Pope Francis told tourists and pilgrims in St Peter’s Square that “the commandment ‘do not kill’ holds absolute value and applies to both the innocent and the guilty.”

He added that there is “an ever more widespread opposition in public opinion to the death penalty, even only as an instrument of legitimate social defense.”

“I appeal to the conscience of those who govern so that international consensus is reached for the abolishment of the death penalty,” the Pope said. “And I propose to all those among them who are Catholic to make a courageous and exemplary gesture: may no execution sentence be carried out in this Holy Year of Mercy.”

Pope Francis is using the church’s Holy Year, which runs through November 20, to encourage efforts for more reconciliation and mercy in the world.

The Pope is building on church teaching, laid out by St John Paul II, that there’s no justification for capital punishment.

“In effect, modern societies have the possibility to efficiently repress crime without taking away definitely the possibility to redeem oneself from those who committed” the crime, Pope Francis said.

The Pope said “even criminals hold the inviolable right to life” given by God.

Pope Francis called on all Christians and all those of good will to work not only to abolish capital punishment but also to improve prison conditions.

From the start of his papacy, he has expressed concern that inmates in jails and prisons should be treated with dignity. He has often visited prisons during his trips throughout Italy and abroad, including last week while in the border city of Ciudad Juarez, Mexico.

While the Pope insists he doesn’t interfere in the political sphere, he has also made clear people must follow what he calls a “well—informed” conscience, and that local bishops can give guidance to Catholics, including voters, on political issues

Saturday, 26 December 2015

‘Need for unity against terror atrocities’

Pope Francis kisses a figurine of baby Jesus as he arrives at St. Peter's Basilica for the Christmas Night Mass on December 24, 2015 in Vatican City, Vatican.

Pope Francis urged the world in his Christmas message on Friday to unite to end atrocities by Islamist militants that he said were causing immense suffering in many countries.

Security was tight at the Vatican as Pope Francis, marking the third Christmas since his election in 2013, read his traditional Christmas Day “Urbi et Orbi” (to the city and the world) address from the central balcony of St. Peter’s Basilica. Tens of thousands of people had to have their bags checked as they entered the Vatican area and then go through airport-style screening if they wanted to enter St. Peter's Square. After calling for an end to the civil wars in Syria and Libya, the Pope said:

“May the attention of the international community be unanimously directed to ending the atrocities which in those countries, as well as in Iraq, Libya, Yemen and sub-Saharan Africa, even now reap numerous victims, cause immense suffering and do not even spare the historical and cultural patrimony of entire peoples.”

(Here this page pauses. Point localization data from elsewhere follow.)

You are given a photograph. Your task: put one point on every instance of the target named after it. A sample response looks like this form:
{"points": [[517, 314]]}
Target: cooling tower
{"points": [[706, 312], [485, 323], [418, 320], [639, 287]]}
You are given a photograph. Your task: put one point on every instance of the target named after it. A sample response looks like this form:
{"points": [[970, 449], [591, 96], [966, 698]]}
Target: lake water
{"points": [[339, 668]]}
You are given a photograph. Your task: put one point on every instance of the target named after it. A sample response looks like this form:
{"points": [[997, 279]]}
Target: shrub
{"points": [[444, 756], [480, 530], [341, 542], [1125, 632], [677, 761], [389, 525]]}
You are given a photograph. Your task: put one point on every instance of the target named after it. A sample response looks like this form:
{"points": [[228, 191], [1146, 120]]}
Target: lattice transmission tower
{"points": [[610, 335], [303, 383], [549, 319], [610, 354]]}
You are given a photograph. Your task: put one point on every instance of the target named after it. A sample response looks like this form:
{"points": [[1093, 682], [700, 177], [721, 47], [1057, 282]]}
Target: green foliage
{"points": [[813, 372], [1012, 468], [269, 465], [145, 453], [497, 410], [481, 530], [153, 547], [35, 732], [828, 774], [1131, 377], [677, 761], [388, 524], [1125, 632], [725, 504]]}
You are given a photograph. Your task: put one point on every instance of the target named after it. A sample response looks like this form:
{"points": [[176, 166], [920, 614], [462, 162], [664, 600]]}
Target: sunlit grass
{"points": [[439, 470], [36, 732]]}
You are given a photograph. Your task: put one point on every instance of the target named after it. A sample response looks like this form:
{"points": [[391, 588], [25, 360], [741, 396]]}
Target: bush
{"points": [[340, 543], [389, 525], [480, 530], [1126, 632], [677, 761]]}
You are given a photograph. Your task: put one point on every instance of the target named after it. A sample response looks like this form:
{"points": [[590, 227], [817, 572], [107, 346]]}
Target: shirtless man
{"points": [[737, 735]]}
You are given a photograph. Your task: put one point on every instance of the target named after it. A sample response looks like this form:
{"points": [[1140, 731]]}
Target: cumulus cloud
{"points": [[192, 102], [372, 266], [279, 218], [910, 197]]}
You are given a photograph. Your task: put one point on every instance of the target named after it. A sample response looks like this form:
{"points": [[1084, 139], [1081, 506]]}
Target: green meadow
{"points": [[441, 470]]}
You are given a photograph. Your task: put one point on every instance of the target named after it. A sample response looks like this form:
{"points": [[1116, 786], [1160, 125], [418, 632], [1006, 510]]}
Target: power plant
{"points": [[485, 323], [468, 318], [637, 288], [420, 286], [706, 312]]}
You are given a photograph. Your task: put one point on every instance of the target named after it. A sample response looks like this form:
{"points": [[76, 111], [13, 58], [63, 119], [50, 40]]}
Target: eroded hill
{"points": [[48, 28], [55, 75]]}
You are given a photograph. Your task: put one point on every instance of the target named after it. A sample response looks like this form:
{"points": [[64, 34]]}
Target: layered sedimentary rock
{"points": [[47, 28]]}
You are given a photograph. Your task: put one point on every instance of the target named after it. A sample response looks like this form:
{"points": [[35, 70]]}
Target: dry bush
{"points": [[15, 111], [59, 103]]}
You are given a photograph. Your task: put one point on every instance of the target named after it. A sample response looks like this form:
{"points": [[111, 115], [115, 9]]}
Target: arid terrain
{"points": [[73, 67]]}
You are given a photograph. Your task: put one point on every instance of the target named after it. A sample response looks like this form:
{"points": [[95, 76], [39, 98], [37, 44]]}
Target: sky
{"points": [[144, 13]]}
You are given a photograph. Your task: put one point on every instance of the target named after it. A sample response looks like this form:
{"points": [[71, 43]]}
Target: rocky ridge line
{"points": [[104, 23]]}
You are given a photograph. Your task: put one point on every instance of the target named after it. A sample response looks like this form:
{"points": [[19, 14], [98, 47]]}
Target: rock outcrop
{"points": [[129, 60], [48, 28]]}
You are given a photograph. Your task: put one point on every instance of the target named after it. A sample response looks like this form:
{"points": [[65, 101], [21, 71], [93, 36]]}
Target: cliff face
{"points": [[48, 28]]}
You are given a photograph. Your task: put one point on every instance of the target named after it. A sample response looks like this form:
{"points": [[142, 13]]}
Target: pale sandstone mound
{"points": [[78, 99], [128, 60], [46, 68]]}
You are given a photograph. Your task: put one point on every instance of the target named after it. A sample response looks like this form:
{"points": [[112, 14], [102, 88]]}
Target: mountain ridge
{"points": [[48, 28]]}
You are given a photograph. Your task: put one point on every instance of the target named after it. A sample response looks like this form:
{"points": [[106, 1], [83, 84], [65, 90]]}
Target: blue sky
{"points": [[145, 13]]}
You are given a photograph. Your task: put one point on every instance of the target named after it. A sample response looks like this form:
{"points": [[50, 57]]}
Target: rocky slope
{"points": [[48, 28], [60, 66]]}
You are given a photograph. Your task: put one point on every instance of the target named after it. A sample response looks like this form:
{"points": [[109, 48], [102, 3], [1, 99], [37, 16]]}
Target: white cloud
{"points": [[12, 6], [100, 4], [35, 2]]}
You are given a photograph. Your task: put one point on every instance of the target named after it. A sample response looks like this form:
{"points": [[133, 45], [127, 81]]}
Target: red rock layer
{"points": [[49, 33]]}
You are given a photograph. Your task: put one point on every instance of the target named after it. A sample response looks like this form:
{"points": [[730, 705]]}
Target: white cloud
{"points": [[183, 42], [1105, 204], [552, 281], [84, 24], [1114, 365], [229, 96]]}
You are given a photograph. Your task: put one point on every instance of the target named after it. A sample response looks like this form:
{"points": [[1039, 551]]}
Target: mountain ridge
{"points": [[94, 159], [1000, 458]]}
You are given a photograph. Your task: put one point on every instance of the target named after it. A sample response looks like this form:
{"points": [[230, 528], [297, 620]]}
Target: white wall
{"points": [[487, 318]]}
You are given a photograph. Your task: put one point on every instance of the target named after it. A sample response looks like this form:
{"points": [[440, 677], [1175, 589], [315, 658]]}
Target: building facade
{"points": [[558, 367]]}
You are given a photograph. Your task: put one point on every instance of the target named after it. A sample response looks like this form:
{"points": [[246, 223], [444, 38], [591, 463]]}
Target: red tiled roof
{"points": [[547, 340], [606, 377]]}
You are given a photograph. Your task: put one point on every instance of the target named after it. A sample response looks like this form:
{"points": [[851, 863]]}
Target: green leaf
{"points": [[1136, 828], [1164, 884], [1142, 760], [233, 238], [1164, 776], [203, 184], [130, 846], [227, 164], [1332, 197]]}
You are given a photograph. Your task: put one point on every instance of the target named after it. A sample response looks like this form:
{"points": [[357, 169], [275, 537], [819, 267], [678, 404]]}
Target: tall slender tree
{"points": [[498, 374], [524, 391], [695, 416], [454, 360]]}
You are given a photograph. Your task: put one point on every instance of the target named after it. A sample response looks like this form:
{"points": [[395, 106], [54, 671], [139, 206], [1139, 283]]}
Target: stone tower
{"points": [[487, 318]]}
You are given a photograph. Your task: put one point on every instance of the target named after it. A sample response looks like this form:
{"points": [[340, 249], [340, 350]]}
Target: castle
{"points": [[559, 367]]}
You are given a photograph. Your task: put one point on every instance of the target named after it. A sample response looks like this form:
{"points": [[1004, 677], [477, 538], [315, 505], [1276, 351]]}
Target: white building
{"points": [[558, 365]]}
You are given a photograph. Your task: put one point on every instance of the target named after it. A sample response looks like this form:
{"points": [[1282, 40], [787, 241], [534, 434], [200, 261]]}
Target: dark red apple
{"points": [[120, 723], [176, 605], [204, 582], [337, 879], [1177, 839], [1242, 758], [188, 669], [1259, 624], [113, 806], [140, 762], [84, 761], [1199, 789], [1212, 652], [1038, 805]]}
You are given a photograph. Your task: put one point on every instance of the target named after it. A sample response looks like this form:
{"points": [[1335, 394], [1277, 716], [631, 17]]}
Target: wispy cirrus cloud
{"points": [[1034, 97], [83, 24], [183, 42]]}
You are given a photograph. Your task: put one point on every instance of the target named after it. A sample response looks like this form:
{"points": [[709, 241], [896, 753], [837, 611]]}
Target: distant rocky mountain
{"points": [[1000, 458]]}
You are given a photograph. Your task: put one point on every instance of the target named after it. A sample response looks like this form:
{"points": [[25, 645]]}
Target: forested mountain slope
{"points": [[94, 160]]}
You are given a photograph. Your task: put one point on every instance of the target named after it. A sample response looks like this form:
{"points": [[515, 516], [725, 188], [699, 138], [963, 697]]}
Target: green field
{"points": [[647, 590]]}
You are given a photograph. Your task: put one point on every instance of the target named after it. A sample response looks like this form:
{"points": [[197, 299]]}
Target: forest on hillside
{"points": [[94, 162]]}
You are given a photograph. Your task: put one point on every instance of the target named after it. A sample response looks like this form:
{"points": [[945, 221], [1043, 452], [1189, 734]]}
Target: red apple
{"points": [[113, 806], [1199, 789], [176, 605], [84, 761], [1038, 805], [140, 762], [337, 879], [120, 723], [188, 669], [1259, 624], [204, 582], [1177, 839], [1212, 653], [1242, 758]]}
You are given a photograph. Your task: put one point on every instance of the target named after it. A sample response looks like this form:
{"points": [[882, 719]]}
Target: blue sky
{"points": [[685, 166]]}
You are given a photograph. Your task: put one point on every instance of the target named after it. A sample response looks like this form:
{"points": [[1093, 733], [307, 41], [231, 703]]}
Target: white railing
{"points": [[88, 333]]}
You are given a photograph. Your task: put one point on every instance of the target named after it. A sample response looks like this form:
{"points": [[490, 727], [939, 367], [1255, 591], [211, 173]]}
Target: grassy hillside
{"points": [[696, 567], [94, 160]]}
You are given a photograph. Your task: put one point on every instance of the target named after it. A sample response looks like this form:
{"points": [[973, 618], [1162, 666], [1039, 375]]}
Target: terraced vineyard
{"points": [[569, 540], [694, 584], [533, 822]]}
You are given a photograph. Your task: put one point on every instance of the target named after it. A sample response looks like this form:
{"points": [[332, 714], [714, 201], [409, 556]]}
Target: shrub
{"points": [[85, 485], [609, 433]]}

He called for peace between Israelis and Palestinians in the area where Jesus was born. He asked God to bring consolation and strength to Christians who are being persecuted around the world and called for peace in the Democratic Republic of Congo, Burundi, South Sudan and Ukraine.

The Pope’s words were echoed by the Archbishop of Canterbury in his Christmas Day address, in which the leader of the world’s 80 million Anglicans said Christians in West Asia faced extinction at the hands of Islamic State.

Archbishop Justin Welby said IS was “igniting a trail of fear, violence, hatred and determined oppression.” He branded the group “a Herod of today”, in a reference to the ruthless king of Judea at the time of the birth of Jesus Christ.